The group of 150 from Exxon's Hides Gas Conditioning Plant were helped by the community, working in partnership to restore teacher accommodation, repair classroom concrete foundations and wall gaps, install sporting equipment and clean up buildings and replant flower gardens.
Damage from the February earthquake was extensive, making it unsafe for children to attend classes and teachers to live in their houses.
ExxonMobil PNG volunteers were joined by members of the community who worked together in partnership to restore teacher accommodation, repair classroom concrete foundations and wall gaps, install sporting equipment and clean-up buildings and replant flower gardens.
Hides senior field superintendent Murray Johnson said everyone from the Hides plant who volunteered their time over the weekend was humbled by the experience.
"We are delighted we could help to make the Para school safe again so that children could return to their studies in 2019 and for families to regain a little more normalcy. The weekend has been one of spirit and determination by everyone to work together to make a difference.
"There is still much work to be done for communities to recover and we are committed to helping for the long term.
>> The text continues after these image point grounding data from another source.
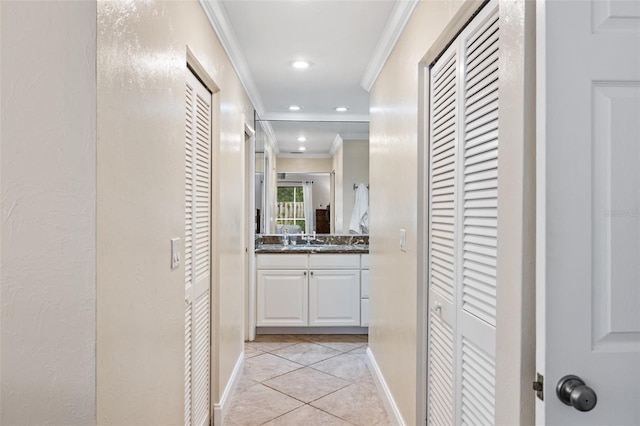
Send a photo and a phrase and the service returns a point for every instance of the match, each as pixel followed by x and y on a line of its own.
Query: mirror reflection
pixel 312 177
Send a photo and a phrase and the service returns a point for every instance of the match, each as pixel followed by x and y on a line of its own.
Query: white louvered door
pixel 197 257
pixel 463 226
pixel 442 168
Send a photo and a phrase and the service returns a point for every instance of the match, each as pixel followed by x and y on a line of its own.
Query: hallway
pixel 306 379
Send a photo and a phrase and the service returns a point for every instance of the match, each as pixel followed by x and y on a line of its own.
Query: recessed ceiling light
pixel 300 64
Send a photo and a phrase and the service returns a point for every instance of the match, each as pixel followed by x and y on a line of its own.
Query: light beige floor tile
pixel 251 350
pixel 272 342
pixel 244 383
pixel 306 353
pixel 266 366
pixel 362 350
pixel 386 422
pixel 259 404
pixel 358 404
pixel 307 416
pixel 341 342
pixel 349 367
pixel 306 384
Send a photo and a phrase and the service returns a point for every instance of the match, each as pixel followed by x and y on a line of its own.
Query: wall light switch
pixel 403 240
pixel 175 253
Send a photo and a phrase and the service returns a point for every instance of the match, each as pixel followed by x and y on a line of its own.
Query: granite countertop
pixel 313 248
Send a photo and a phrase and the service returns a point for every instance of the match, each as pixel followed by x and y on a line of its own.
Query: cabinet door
pixel 282 298
pixel 334 298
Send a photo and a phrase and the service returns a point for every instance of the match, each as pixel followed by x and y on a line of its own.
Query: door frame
pixel 249 227
pixel 515 331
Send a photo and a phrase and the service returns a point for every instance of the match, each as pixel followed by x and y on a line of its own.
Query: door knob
pixel 572 391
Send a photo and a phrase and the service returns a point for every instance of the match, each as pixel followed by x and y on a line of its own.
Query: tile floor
pixel 309 380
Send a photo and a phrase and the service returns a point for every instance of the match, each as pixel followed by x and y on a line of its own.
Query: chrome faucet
pixel 308 237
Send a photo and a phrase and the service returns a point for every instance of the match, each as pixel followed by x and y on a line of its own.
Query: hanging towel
pixel 359 223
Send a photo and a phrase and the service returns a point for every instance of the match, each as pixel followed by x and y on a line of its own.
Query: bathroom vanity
pixel 320 287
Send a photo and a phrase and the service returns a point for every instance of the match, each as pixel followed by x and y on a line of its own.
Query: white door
pixel 334 298
pixel 282 298
pixel 588 242
pixel 463 203
pixel 197 257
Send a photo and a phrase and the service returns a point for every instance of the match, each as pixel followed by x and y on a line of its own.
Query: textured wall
pixel 355 170
pixel 47 213
pixel 141 132
pixel 393 204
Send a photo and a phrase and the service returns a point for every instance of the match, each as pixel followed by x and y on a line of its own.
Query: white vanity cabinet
pixel 334 290
pixel 364 291
pixel 308 290
pixel 282 290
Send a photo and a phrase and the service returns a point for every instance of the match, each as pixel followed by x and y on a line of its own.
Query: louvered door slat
pixel 441 372
pixel 442 165
pixel 463 222
pixel 188 342
pixel 481 155
pixel 478 386
pixel 197 254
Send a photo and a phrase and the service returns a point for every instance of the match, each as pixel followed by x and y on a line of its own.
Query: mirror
pixel 324 162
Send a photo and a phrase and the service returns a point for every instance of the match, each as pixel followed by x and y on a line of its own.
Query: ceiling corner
pixel 222 27
pixel 337 142
pixel 399 18
pixel 271 136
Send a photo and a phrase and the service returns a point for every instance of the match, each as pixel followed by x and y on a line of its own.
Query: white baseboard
pixel 387 399
pixel 220 409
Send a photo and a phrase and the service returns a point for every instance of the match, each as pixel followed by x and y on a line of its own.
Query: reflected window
pixel 290 207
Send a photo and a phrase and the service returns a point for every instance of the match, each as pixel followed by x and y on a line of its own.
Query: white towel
pixel 359 223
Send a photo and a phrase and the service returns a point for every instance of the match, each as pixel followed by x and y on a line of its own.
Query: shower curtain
pixel 309 216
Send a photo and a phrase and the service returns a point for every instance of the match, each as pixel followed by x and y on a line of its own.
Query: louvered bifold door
pixel 444 88
pixel 463 194
pixel 479 220
pixel 197 253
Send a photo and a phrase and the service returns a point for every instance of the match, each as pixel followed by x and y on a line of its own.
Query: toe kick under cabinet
pixel 308 290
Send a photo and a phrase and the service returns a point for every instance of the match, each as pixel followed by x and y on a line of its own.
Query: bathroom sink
pixel 312 248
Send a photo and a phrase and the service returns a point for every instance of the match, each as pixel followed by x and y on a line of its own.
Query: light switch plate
pixel 403 240
pixel 175 253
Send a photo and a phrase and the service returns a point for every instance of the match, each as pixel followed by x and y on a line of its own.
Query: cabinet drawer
pixel 364 312
pixel 334 261
pixel 364 283
pixel 282 261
We are continuing to assist with donations through the Salvation Army and local churches to help repair education, health and sanitation infrastructure," said Johnson.
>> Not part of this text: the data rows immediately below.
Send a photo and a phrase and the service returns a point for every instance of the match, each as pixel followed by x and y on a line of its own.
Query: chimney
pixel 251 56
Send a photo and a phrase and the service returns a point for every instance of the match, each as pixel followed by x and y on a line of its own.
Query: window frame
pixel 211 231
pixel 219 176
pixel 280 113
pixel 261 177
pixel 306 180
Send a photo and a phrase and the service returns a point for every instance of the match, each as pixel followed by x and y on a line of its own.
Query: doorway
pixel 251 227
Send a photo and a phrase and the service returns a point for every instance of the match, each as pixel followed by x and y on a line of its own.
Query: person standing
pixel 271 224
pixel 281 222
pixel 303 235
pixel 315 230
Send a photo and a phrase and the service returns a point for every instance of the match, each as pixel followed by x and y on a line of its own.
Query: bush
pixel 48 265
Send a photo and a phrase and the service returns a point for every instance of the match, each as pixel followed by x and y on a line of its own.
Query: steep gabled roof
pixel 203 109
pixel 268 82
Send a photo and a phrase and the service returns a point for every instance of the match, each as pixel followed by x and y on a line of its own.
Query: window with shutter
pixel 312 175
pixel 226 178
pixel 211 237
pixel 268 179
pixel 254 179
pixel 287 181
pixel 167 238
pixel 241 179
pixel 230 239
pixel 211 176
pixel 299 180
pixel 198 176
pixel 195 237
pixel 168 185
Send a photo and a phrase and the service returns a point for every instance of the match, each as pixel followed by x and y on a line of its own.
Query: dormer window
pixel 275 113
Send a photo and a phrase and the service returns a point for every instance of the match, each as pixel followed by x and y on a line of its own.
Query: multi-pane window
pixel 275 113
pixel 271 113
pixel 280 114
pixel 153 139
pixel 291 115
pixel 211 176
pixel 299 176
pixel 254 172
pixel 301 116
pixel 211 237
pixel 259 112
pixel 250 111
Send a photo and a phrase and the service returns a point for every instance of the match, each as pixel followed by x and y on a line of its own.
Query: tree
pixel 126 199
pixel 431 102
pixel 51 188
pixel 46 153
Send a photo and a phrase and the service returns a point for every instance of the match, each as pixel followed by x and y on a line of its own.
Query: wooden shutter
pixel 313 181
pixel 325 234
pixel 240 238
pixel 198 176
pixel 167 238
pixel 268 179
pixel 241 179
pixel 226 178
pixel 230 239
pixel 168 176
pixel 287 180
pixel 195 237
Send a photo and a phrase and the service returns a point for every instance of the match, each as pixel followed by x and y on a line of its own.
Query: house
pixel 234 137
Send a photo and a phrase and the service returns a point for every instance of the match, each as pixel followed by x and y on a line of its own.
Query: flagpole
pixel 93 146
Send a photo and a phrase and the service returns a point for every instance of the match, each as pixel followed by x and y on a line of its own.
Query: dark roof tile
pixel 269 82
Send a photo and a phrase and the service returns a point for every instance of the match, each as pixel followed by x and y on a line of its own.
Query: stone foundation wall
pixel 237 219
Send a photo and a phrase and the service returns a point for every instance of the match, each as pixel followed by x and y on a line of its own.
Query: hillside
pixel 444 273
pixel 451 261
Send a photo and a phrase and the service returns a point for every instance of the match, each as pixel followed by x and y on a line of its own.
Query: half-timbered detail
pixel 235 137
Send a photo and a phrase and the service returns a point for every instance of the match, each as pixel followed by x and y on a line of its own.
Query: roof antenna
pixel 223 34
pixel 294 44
ExxonMobil PNG has also increased its funding in 2018 to assist the government in building and repairing roads, bridges and other critical infrastructure that was so severely damaged by the earthquake.
Para Primary School board of management chairman Wilson Ayule said he was very impressed with the work. "For the school itself to do such a scale of work is not possible. We are very happy ExxonMobil PNG is supporting. The children are looking forward to coming back to school," he said.